Common state-law themes to track

  • Medical record retention periods, copy fees, and access timeframes.
  • Extra protections for mental health, substance use disorder, HIV/STI, reproductive, and genetic information.
  • Breach notification timing and content requirements that may be shorter or more prescriptive than HIPAA.
  • Consumer privacy laws that treat health-related data outside HIPAA as sensitive and regulate its use.
  • Telehealth, licensure, e-prescribing, and PDMP rules when caring for patients across state lines.

Conclusion

Concierge medicine can deliver highly personal care while meeting rigorous privacy and security standards. By confirming HIPAA applicability, mastering the Privacy, Security, and Breach Notification Rules, documenting diligently, and following the step-by-step checklist, you build a resilient compliance program. Layering enhanced safeguards for VIPs and aligning with stricter state laws completes a defensible, patient‑centric approach.

FAQs

What makes a concierge medicine practice a HIPAA covered entity?

You are a covered entity if you are a provider that transmits health information electronically in connection with standard insurance transactions (such as claims, eligibility checks, or remittance). Fully self-pay practices that never conduct those transactions may not be covered entities, but they still often adopt HIPAA controls and must follow applicable state privacy laws.

How often should risk analyses be conducted in concierge medicine?

Perform a comprehensive Risk Analysis at least annually and whenever you introduce major changes—new EHR, new vendors, new locations, or new services.
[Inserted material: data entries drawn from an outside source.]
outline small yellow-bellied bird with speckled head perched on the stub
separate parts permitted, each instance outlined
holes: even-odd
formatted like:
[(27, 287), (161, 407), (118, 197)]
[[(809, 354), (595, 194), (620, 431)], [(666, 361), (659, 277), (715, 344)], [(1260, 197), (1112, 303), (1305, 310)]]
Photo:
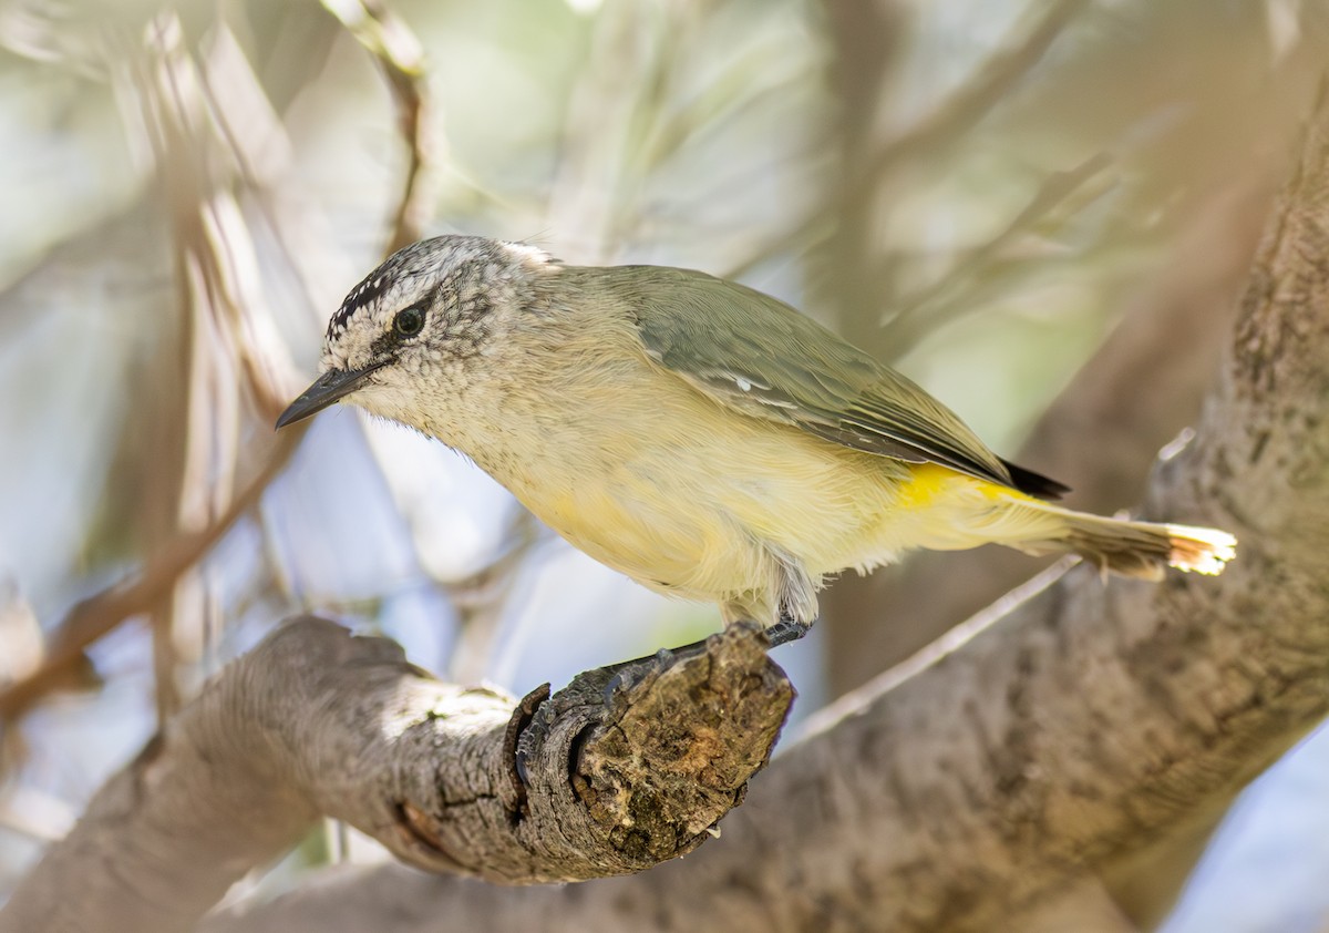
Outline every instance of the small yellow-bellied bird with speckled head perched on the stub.
[(585, 267), (437, 237), (358, 284), (322, 375), (278, 419), (346, 400), (474, 460), (573, 545), (772, 642), (828, 575), (997, 542), (1155, 579), (1216, 574), (1227, 532), (1053, 505), (945, 405), (791, 306), (662, 266)]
Reassess after any incident, and keep your remediation plan current with clear owners and timelines.

What are the key documentation requirements under HIPAA?

Maintain written policies and procedures, Risk Analysis and risk management plans, training logs, sanctions records, Business Associate Agreements, your Notice of Privacy Practices and acknowledgments, authorizations, access and disclosure logs, incident and breach files, audit logs, contingency plans, and device/media disposal records. Retain HIPAA documentation for at least six years.

How do state-specific laws impact HIPAA compliance in concierge practices?

State laws that are more protective than HIPAA control. They can mandate longer record retention, faster breach notices, additional consent for sensitive data, different access timelines, and consumer privacy duties for data not covered by HIPAA. Identify the stricter rule for each topic and incorporate it into your policies and workflows.